Ну и наконец, выступить против такой системы, значит, сказать самому себе, что у тебя теперь два врага. Не один – по ту сторону границы, против которого вы пойдёте всей ратью, плечом к плечу, а два: один спереди и один сзади. И в этом противостоянии, возможно, ты будешь один – поддержки ниоткуда может и не быть. На это нужно побольше храбрости, чем, чтобы обозначить себе только одного врага Понятное дело, что проще на чём-то самортизировать. Например, на той дилемме, «ты за наших или за врагов?», которой можно закрыться от всего, и пойти воевать «за наших», и ничего другого слушать не хотеть. И будет тебе и плечом к плечу, и награды, и уважение ото всех, кто по программе системы думает. И не будет задач тебе, которые бы решить тебе было бы не по силам, и шкала измерения храбрости в любом бою будет в пределах плотности огня.

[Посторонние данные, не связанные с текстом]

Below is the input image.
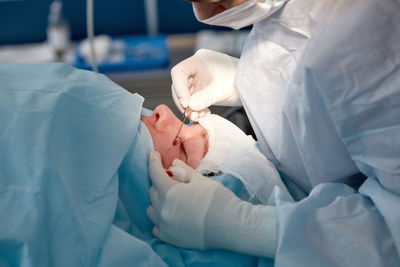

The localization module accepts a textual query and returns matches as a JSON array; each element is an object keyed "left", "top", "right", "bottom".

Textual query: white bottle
[{"left": 47, "top": 0, "right": 70, "bottom": 61}]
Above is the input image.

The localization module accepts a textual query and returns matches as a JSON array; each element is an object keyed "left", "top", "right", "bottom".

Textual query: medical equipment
[
  {"left": 84, "top": 0, "right": 161, "bottom": 73},
  {"left": 74, "top": 35, "right": 169, "bottom": 72},
  {"left": 172, "top": 107, "right": 192, "bottom": 145},
  {"left": 47, "top": 0, "right": 70, "bottom": 61},
  {"left": 86, "top": 0, "right": 98, "bottom": 72},
  {"left": 78, "top": 35, "right": 111, "bottom": 64},
  {"left": 145, "top": 0, "right": 158, "bottom": 36}
]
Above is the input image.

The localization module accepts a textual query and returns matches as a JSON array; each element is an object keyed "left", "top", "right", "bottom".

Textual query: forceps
[{"left": 172, "top": 107, "right": 192, "bottom": 145}]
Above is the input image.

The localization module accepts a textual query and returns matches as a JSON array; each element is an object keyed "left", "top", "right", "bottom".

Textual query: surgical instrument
[{"left": 172, "top": 107, "right": 192, "bottom": 145}]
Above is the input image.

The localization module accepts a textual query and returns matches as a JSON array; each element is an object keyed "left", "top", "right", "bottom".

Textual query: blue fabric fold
[{"left": 0, "top": 64, "right": 273, "bottom": 267}]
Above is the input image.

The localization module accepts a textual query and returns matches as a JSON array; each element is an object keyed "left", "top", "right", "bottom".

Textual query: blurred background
[{"left": 0, "top": 0, "right": 254, "bottom": 136}]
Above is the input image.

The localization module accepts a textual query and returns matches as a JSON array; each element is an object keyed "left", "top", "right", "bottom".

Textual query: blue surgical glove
[{"left": 147, "top": 151, "right": 278, "bottom": 258}]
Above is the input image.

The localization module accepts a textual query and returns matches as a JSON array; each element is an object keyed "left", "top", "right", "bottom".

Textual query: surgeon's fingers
[
  {"left": 189, "top": 111, "right": 199, "bottom": 122},
  {"left": 171, "top": 59, "right": 198, "bottom": 108},
  {"left": 189, "top": 86, "right": 218, "bottom": 111},
  {"left": 169, "top": 166, "right": 188, "bottom": 183},
  {"left": 146, "top": 206, "right": 158, "bottom": 226},
  {"left": 191, "top": 108, "right": 211, "bottom": 121},
  {"left": 149, "top": 151, "right": 176, "bottom": 191},
  {"left": 149, "top": 186, "right": 159, "bottom": 207},
  {"left": 171, "top": 159, "right": 194, "bottom": 182},
  {"left": 171, "top": 158, "right": 192, "bottom": 169},
  {"left": 171, "top": 85, "right": 185, "bottom": 113},
  {"left": 200, "top": 109, "right": 211, "bottom": 117},
  {"left": 152, "top": 226, "right": 160, "bottom": 239}
]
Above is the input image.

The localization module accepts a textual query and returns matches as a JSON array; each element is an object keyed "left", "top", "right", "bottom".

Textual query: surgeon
[{"left": 147, "top": 0, "right": 400, "bottom": 265}]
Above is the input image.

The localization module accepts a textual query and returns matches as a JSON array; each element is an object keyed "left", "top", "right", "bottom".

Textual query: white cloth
[
  {"left": 196, "top": 114, "right": 288, "bottom": 204},
  {"left": 194, "top": 0, "right": 288, "bottom": 30}
]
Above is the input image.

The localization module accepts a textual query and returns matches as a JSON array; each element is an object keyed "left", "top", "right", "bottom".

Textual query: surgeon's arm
[
  {"left": 147, "top": 152, "right": 279, "bottom": 258},
  {"left": 272, "top": 176, "right": 400, "bottom": 266},
  {"left": 280, "top": 77, "right": 400, "bottom": 265},
  {"left": 286, "top": 3, "right": 400, "bottom": 262}
]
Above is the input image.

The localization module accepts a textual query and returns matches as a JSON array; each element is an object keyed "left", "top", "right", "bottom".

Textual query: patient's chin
[{"left": 160, "top": 155, "right": 171, "bottom": 169}]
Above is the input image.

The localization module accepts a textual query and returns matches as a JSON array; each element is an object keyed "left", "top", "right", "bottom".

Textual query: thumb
[
  {"left": 149, "top": 151, "right": 176, "bottom": 191},
  {"left": 171, "top": 159, "right": 210, "bottom": 183},
  {"left": 187, "top": 108, "right": 211, "bottom": 122},
  {"left": 171, "top": 84, "right": 186, "bottom": 113},
  {"left": 171, "top": 55, "right": 203, "bottom": 107},
  {"left": 171, "top": 159, "right": 195, "bottom": 182},
  {"left": 168, "top": 166, "right": 188, "bottom": 183},
  {"left": 188, "top": 85, "right": 217, "bottom": 111}
]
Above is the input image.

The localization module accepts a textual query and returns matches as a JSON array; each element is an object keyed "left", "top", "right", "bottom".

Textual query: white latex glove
[
  {"left": 171, "top": 49, "right": 241, "bottom": 121},
  {"left": 147, "top": 151, "right": 278, "bottom": 258}
]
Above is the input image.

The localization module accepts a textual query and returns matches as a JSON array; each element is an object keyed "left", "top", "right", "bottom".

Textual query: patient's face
[{"left": 141, "top": 105, "right": 209, "bottom": 169}]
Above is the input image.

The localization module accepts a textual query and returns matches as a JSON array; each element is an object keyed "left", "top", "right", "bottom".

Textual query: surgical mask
[{"left": 194, "top": 0, "right": 288, "bottom": 30}]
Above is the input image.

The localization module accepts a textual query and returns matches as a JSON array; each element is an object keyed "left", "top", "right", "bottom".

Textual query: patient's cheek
[
  {"left": 142, "top": 114, "right": 209, "bottom": 169},
  {"left": 153, "top": 135, "right": 181, "bottom": 168}
]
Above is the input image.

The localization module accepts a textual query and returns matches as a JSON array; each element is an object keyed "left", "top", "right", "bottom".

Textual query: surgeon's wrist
[
  {"left": 215, "top": 86, "right": 242, "bottom": 107},
  {"left": 204, "top": 194, "right": 278, "bottom": 258}
]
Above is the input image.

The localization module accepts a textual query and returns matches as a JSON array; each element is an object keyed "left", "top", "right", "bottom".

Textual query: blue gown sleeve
[
  {"left": 0, "top": 63, "right": 145, "bottom": 267},
  {"left": 274, "top": 182, "right": 399, "bottom": 266}
]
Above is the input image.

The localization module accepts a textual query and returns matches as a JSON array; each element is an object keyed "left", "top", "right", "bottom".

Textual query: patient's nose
[{"left": 153, "top": 104, "right": 182, "bottom": 129}]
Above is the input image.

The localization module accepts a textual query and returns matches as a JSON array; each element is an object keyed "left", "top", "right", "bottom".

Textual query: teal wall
[{"left": 0, "top": 0, "right": 222, "bottom": 45}]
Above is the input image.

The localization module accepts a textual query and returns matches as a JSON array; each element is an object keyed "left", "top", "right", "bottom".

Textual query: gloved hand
[
  {"left": 171, "top": 49, "right": 241, "bottom": 121},
  {"left": 147, "top": 151, "right": 278, "bottom": 258}
]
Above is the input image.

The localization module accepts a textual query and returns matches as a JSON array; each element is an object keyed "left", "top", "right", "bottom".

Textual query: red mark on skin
[
  {"left": 172, "top": 139, "right": 178, "bottom": 146},
  {"left": 166, "top": 170, "right": 173, "bottom": 177}
]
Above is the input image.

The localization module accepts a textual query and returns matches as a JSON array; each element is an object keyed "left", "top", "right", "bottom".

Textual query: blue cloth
[
  {"left": 112, "top": 123, "right": 272, "bottom": 266},
  {"left": 0, "top": 64, "right": 273, "bottom": 266}
]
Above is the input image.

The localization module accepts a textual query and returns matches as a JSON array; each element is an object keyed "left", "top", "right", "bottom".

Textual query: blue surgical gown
[{"left": 0, "top": 63, "right": 273, "bottom": 267}]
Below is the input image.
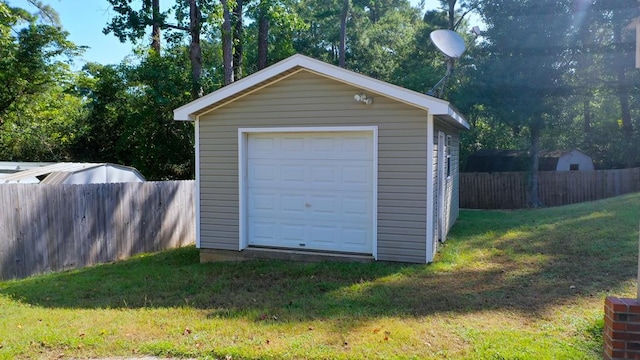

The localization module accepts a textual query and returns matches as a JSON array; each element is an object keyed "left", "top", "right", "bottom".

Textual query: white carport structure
[{"left": 0, "top": 163, "right": 145, "bottom": 184}]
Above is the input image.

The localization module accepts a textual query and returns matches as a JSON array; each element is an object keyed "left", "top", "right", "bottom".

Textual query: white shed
[
  {"left": 547, "top": 149, "right": 595, "bottom": 171},
  {"left": 0, "top": 163, "right": 145, "bottom": 184}
]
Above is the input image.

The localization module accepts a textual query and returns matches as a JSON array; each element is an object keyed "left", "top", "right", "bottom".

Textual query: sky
[{"left": 8, "top": 0, "right": 444, "bottom": 66}]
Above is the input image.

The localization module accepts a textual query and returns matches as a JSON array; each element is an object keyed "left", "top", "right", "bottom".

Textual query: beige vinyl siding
[
  {"left": 198, "top": 70, "right": 428, "bottom": 263},
  {"left": 432, "top": 122, "right": 461, "bottom": 242}
]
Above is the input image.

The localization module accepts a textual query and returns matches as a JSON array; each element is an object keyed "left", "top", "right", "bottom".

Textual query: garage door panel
[
  {"left": 281, "top": 194, "right": 306, "bottom": 214},
  {"left": 307, "top": 195, "right": 337, "bottom": 213},
  {"left": 246, "top": 131, "right": 374, "bottom": 254},
  {"left": 248, "top": 159, "right": 373, "bottom": 190},
  {"left": 281, "top": 165, "right": 305, "bottom": 183},
  {"left": 248, "top": 132, "right": 373, "bottom": 161},
  {"left": 310, "top": 225, "right": 338, "bottom": 245},
  {"left": 251, "top": 221, "right": 277, "bottom": 242},
  {"left": 281, "top": 224, "right": 305, "bottom": 244},
  {"left": 251, "top": 192, "right": 276, "bottom": 211}
]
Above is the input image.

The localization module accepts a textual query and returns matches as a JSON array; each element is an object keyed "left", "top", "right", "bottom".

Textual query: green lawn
[{"left": 1, "top": 193, "right": 639, "bottom": 359}]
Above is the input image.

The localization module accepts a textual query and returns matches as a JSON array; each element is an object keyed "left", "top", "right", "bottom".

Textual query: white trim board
[
  {"left": 195, "top": 117, "right": 201, "bottom": 248},
  {"left": 237, "top": 126, "right": 378, "bottom": 259},
  {"left": 425, "top": 114, "right": 435, "bottom": 263}
]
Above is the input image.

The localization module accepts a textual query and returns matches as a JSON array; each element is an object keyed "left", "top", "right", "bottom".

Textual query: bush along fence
[
  {"left": 0, "top": 181, "right": 195, "bottom": 280},
  {"left": 460, "top": 167, "right": 640, "bottom": 209}
]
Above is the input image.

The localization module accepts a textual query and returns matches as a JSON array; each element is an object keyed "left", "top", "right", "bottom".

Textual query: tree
[
  {"left": 104, "top": 0, "right": 164, "bottom": 52},
  {"left": 256, "top": 0, "right": 269, "bottom": 69},
  {"left": 221, "top": 0, "right": 233, "bottom": 84},
  {"left": 0, "top": 1, "right": 81, "bottom": 122},
  {"left": 338, "top": 0, "right": 350, "bottom": 68},
  {"left": 0, "top": 1, "right": 85, "bottom": 161},
  {"left": 104, "top": 0, "right": 206, "bottom": 98},
  {"left": 477, "top": 0, "right": 574, "bottom": 207},
  {"left": 75, "top": 50, "right": 196, "bottom": 180},
  {"left": 233, "top": 0, "right": 244, "bottom": 79}
]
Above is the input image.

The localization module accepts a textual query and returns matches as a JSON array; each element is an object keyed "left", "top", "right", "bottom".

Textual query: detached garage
[{"left": 174, "top": 54, "right": 469, "bottom": 263}]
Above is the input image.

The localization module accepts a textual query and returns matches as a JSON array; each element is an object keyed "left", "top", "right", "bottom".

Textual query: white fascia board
[
  {"left": 173, "top": 54, "right": 469, "bottom": 128},
  {"left": 174, "top": 55, "right": 308, "bottom": 121}
]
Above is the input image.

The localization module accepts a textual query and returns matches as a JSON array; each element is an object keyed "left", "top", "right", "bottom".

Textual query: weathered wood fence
[
  {"left": 460, "top": 168, "right": 640, "bottom": 209},
  {"left": 0, "top": 181, "right": 195, "bottom": 280}
]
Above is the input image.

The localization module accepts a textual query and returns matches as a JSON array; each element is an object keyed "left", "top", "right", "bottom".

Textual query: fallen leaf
[{"left": 373, "top": 328, "right": 381, "bottom": 333}]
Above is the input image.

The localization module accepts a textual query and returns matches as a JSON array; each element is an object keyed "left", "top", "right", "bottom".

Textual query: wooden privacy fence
[
  {"left": 460, "top": 167, "right": 640, "bottom": 209},
  {"left": 0, "top": 181, "right": 195, "bottom": 280}
]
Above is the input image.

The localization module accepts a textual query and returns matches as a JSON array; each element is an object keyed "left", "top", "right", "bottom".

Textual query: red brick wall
[{"left": 605, "top": 297, "right": 640, "bottom": 360}]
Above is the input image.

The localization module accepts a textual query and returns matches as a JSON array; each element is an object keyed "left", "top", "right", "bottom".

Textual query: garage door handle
[{"left": 305, "top": 203, "right": 312, "bottom": 208}]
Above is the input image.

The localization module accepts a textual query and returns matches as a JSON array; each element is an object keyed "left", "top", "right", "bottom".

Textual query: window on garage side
[{"left": 446, "top": 135, "right": 452, "bottom": 178}]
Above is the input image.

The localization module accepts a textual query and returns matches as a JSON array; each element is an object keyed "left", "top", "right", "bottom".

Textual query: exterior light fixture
[{"left": 354, "top": 93, "right": 373, "bottom": 105}]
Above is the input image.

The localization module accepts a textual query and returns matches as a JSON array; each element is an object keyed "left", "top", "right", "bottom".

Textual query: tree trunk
[
  {"left": 528, "top": 120, "right": 543, "bottom": 208},
  {"left": 151, "top": 0, "right": 161, "bottom": 52},
  {"left": 257, "top": 1, "right": 269, "bottom": 70},
  {"left": 233, "top": 0, "right": 243, "bottom": 80},
  {"left": 221, "top": 0, "right": 234, "bottom": 85},
  {"left": 189, "top": 0, "right": 203, "bottom": 98},
  {"left": 338, "top": 0, "right": 349, "bottom": 68},
  {"left": 447, "top": 0, "right": 456, "bottom": 30}
]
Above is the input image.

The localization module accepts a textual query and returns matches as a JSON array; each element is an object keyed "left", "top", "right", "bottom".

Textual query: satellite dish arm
[{"left": 427, "top": 57, "right": 456, "bottom": 98}]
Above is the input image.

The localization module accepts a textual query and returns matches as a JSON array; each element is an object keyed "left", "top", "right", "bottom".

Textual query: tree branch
[
  {"left": 454, "top": 5, "right": 479, "bottom": 31},
  {"left": 161, "top": 23, "right": 189, "bottom": 32}
]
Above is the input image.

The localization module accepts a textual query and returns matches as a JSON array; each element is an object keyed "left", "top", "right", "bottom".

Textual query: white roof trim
[{"left": 173, "top": 54, "right": 469, "bottom": 130}]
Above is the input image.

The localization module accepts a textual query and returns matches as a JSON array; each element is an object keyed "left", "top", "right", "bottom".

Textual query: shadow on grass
[{"left": 1, "top": 193, "right": 638, "bottom": 321}]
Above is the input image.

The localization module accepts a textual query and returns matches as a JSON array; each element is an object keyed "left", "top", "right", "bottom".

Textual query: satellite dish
[{"left": 430, "top": 29, "right": 466, "bottom": 58}]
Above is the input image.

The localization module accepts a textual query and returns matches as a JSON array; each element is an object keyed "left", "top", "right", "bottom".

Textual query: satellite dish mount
[{"left": 427, "top": 28, "right": 479, "bottom": 98}]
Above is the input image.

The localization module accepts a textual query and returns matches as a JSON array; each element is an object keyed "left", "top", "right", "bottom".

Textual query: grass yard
[{"left": 1, "top": 193, "right": 639, "bottom": 359}]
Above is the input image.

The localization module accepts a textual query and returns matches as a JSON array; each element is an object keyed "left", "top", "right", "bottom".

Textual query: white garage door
[{"left": 246, "top": 131, "right": 374, "bottom": 254}]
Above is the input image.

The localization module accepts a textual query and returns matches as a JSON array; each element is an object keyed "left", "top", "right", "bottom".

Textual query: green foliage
[
  {"left": 0, "top": 1, "right": 82, "bottom": 120},
  {"left": 0, "top": 1, "right": 85, "bottom": 162},
  {"left": 243, "top": 0, "right": 307, "bottom": 71},
  {"left": 0, "top": 78, "right": 87, "bottom": 161},
  {"left": 74, "top": 50, "right": 195, "bottom": 180}
]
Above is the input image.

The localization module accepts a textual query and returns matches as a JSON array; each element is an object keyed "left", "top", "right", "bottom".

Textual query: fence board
[
  {"left": 461, "top": 168, "right": 640, "bottom": 209},
  {"left": 0, "top": 181, "right": 195, "bottom": 280}
]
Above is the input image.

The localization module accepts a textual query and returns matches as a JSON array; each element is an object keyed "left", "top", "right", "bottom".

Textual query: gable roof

Единственная проблема только в том, что кто не уважает права и свободы своих людей на войне, тот их не уважает и в мире. И если на войне они ему нужны, как расходный материал, то и в мире они ему нужны, как производственный ресурс. И работать они должны не столько, сколько нужно им, а столько, сколько нужно ему, а нужно ему всегда столько, чтобы покрыть все издержки войны, напастись на новую, и при этом не обделить себя любимого в максимально роскошной жизни. И работать они должны столько, чтобы тащить это всё, и чтобы их заставлять работать столько, в ход идёт плеть, которую они должны терпеть, и боятся разогнуться, и сказать «мы не рабы».
И когда начнётся война, они будут призваны на неё, и могут проявить там чудеса храбрости, но, когда война закончится, они вернутся домой, и всё вернётся на круги своя, и в ход снова пойдёт плеть, и они будут это терпеть, как будто они никогда и не перед кем не подымали голову. Потому, что если можно научить бояться палки, то можно приучить боятся и плети, и тогда в бою они смогут идти под пулями и не боятся смотреть в лицо смерти, а через плеть переступить испугаются, потому, что бояться её будут сильнее, чем вражеской пули. И когда твоего боевого товарища, который тебе в бою жизнь спасал, своей рискуя, и которому ты сам жизнь спасал, рискуя своей, будут бить плетью за то, что он скажет «я не раб системы», может так случиться, что ты не кинешься на его защиту с такой храбростью, с какой делал это в бою. И ничего удивительного в этом не будет, потому, что в некоторых системах, чтобы не бояться плети, храбрости требуется слишком много.